Galvin’s complaint, which detailed how the alleged market-timing and late-trading scheme worked, seeks restitution and an unspecified fine, according to a report in the Boston Globe. The complaint charges that the brokers hid their trades by linking them to fake order numbers, different branch codes, misspelled or false names, and altered faxes that, although sent after the close of the markets, listed the trading price at the 4 p.m. closing.
The three former brokers, Martin Druffner, Justin Ficken and Skifter Ajro, referred to in the latest complaint as the “Druffner Group,” and office managers from the Boston office were charged with fraud related to market timing earlier this fall, but although named, were not charged in the latest complaint.

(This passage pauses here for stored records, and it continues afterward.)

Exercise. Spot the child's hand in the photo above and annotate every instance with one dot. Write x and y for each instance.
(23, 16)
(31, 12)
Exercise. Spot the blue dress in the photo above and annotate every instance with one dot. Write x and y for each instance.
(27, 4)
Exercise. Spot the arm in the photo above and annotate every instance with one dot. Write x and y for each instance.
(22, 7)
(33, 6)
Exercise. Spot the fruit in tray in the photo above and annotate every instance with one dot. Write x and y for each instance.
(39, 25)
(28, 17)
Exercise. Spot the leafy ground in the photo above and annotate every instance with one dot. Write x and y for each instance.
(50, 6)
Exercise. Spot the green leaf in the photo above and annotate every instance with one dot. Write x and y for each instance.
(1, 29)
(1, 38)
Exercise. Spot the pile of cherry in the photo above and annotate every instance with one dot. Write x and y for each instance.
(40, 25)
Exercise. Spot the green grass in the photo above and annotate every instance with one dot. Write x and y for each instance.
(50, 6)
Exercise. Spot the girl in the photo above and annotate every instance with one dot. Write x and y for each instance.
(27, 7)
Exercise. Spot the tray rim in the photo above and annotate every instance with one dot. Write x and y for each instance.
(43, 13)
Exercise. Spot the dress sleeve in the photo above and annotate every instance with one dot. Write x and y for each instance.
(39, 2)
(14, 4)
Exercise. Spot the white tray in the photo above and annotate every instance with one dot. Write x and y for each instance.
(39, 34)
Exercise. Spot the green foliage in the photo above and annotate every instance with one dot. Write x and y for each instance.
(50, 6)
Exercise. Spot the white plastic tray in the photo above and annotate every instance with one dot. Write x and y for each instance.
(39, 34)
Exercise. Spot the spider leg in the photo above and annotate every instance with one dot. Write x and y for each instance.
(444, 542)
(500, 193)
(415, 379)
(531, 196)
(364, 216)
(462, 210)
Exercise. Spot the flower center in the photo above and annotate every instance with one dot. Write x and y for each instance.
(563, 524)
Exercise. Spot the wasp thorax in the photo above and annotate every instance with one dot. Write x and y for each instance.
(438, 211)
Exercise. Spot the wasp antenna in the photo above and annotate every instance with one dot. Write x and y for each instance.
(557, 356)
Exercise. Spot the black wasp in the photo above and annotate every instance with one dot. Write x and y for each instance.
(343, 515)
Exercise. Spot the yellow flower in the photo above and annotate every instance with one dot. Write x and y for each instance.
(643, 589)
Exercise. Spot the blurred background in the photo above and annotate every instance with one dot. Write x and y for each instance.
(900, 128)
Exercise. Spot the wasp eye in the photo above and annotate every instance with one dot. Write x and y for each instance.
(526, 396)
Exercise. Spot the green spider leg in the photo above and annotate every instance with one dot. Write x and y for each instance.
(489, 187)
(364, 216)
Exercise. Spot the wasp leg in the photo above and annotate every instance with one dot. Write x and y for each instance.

Galvin’s complaint says that executives knew about the illegal trades, but, because the commissions were so large, ignored them. However, Prudential, which said it hadn’t yet seen the complaint, nonetheless noted that it didn’t involve trading in Prudential’s own mutual funds, but Prudential brokers who were buying other mutual funds.
Prudential Securities is also under investigation by the US Securities and Exchange Commission, as well as New York Attorney General Eliot Spitzer and the National Association of Securities Dealers.
State and federal investigators continue a widespread probe of the mutual fund industry focusing on late trading and market timing.